Дейв будто бы нарочно не брал трубку.
Тревога, паника, страх, — всё смешалось в бешеный водоворот чувств, который не оставлял её в покое все эти долгие месяцы. Она названивала Дейву, кусая губы и пытаясь дышать ровно, когда огромная ладонь Джеффа остановила её, выхватывая из дрожащей руки девушки беспомощный телефон.
— Перестань, — сухо говорит он и поднимается с песка. Эмма смотрит на него снизу вверх немигающим взглядом сияющих от слез глаз. — Все в прошлом. Куда там тебя отвезти.

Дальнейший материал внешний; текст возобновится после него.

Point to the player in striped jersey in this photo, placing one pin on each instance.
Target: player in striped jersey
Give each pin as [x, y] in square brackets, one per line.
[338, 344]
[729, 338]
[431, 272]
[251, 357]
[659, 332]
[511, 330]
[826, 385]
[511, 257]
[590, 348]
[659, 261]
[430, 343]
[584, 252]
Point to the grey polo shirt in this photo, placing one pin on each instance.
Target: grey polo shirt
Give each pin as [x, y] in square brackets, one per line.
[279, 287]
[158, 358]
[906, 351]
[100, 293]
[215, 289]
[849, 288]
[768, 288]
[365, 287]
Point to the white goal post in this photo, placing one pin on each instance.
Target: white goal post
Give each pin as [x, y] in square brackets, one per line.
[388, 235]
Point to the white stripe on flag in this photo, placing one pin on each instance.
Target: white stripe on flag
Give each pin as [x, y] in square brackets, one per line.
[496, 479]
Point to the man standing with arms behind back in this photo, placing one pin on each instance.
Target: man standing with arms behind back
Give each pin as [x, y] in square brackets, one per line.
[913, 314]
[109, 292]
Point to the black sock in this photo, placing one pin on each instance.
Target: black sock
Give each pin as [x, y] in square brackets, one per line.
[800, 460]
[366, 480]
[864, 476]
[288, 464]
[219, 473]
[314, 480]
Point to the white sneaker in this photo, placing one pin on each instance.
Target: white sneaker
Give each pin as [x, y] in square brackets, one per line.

Каждое сказанное слово оставляет на сердце новый рубец, но Эмма искренне не понимает, как и по какому праву он может сохранять это хладнокровие, неужели ему плевать, что это не она послала то чёртово сообщение? Конечно, Холл часто оставляла телефон дома, и не было никаких сомнений в том, что это сообщение действительно отправил Ларсон. Но в произошедшем она была готова обвинить каждого, но только не Дейва. Он любил её, правда любил, и Эмма это знала. Было ли это сделано во благо или из эгоистических побуждений, она все равно его понимала. Понимала, потому что будь она на месте Ларсона — поступила бы так же. Только вся эта человечность и понимание не отменяет того факта, что там, в Нью-Йорке, между Джеффом и Эммой все могло бы разрешиться.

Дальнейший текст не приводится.